Finance Ministry Puts  Measures To Protect Prudent Commercial Decision Of Bankers
The North Block of the Central Secretariat building, which houses the Ministries of Finance and Home Affairs, stands in New Delhi, India. (Photographer: Prashanth Vishwanathan/Bloomberg)

Finance Ministry Puts Measures To Protect Prudent Commercial Decision Of Bankers


With a view to protect prudent commercial decision of bankers, the government has taken a slew of decisions, including doing away with personal responsibilities of managing director and chief executive officers of state-owned banks for compliance in dealing with large value frauds committed by bank officials.

Powers have been delegated by Department of Financial Services to the Boards of public sector lenders to put in place a suitable mechanism for ensuring compliance of the various timelines laid down in Reserve Bank of India and Chief Vigilance Comissions circulars, an official statement said.

"Similarly, the instructions of DFS of 2015 regarding compulsory examination of fraud for all NPA accounts exceeding Rs 50 crores have been aligned with the CVC circular of January 15, 2020 whereby all such cases of suspicious fraud are to be initially referred to the Advisory Board for Banking and Financial Frauds (ABBFF) headed by former vigilance Commissioner TM Bhasin," it added.

Finance Minister Nirmala Sitharaman at several occasions assured bankers that adequate measures would be taken to protect honest commercial decisions taken by them and distinction would be made between genuine commercial failures and culpability.

There are widespread apprehension that bankers could be hauled up for their bona fide commercial decision go wrong.

To assuage concerns, the finance minister had assured the bankers that a distinction would be made between genuine commercial failures and culpability last month in a meeting with heads of the public sector banks, which was also attended by the CBI Director.

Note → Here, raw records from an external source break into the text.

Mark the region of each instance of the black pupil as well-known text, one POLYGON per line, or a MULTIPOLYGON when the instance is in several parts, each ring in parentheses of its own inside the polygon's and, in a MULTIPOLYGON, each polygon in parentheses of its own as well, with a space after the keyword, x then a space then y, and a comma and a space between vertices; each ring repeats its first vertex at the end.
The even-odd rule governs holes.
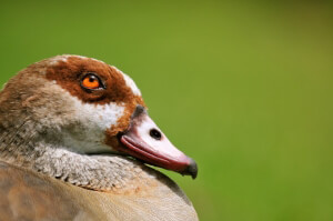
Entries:
POLYGON ((94 76, 89 77, 89 81, 90 81, 91 83, 93 83, 93 82, 95 81, 95 77, 94 77, 94 76))
POLYGON ((150 137, 152 137, 155 140, 161 140, 162 139, 161 132, 158 131, 157 129, 151 129, 150 130, 150 137))

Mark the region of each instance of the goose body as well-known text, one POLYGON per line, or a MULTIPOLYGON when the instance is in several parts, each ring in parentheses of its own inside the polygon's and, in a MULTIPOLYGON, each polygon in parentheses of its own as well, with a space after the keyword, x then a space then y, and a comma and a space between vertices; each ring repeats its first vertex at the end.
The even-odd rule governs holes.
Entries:
POLYGON ((195 221, 182 190, 145 163, 196 177, 114 67, 59 56, 0 92, 0 220, 195 221))

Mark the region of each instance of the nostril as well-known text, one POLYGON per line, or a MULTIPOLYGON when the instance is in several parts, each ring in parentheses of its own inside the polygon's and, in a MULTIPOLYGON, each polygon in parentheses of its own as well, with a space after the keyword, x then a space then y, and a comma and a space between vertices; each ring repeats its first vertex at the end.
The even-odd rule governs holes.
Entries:
POLYGON ((158 131, 157 129, 151 129, 149 134, 150 134, 150 137, 152 137, 155 140, 162 139, 162 133, 160 131, 158 131))

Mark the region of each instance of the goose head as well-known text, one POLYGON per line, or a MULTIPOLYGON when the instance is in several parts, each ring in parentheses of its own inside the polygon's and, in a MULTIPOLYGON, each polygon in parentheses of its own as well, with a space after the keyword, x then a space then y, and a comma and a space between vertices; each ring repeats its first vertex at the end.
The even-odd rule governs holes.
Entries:
POLYGON ((149 117, 133 80, 102 61, 58 56, 37 62, 7 83, 0 103, 8 118, 2 124, 18 131, 30 125, 24 139, 31 130, 29 139, 56 149, 122 154, 193 179, 198 174, 196 163, 149 117))

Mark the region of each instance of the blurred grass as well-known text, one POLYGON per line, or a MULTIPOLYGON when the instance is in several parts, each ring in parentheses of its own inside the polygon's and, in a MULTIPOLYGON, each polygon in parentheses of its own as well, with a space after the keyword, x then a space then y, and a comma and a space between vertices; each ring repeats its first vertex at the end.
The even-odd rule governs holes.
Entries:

She had also told bankers that the Central Bureau of Investigation will have discussions, and workshops with the bank officials from the level of vigilance officers, senior managers to general managers to explain and eliminate apprehension from their minds.

Considering the complexities involved in the commercial decisions of managers in public sector firms, the Central Vigilance Commission set up the Advisory Board for Banking and Financial Frauds for a mandatory first-level examination on suspected frauds in excess of Rs 50 crore, involving public servants equivalent in rank to GMs and above, before enquiry or investigations begin.

In order to boost staff morale and reduce scope for harassment, Sitharaman had also directed public sector bank heads to clear long pending vigilance cases against their officials for alleged malpractices.

The banks should form a panel headed by general manager and it should either take decision to pursue the case with timeline or close the file of long pending vigilance cases, she had instructed.

In line with the decision taken in the meeting, the finance ministry has separately directed banks on Jan. 27 to set up a committee of senior officers to monitor progress of pending disciplinary and internal vigilance cases as procedural delay, on one hand, adversely affects morale of the employees and on the other, breeds inefficiencies in the system.

Therefore, it said, every bank must set up a Committee of Senior Officers to review pending disciplinary and internal vigilance cases and frame timelines to reduce delays in deciding such cases.

Also read: Finance Ministry Declines To Share Swiss Bank Accounts Details Of Indians

As part of this endeavour of government, Section 17A was incorporated in Prevention of Corruption Act, requiring prior permission before initiating investigation against a public servant, it said. These measures taken will improve sentiment among bankers and help them take lending decisions to drive economy facing slowdown.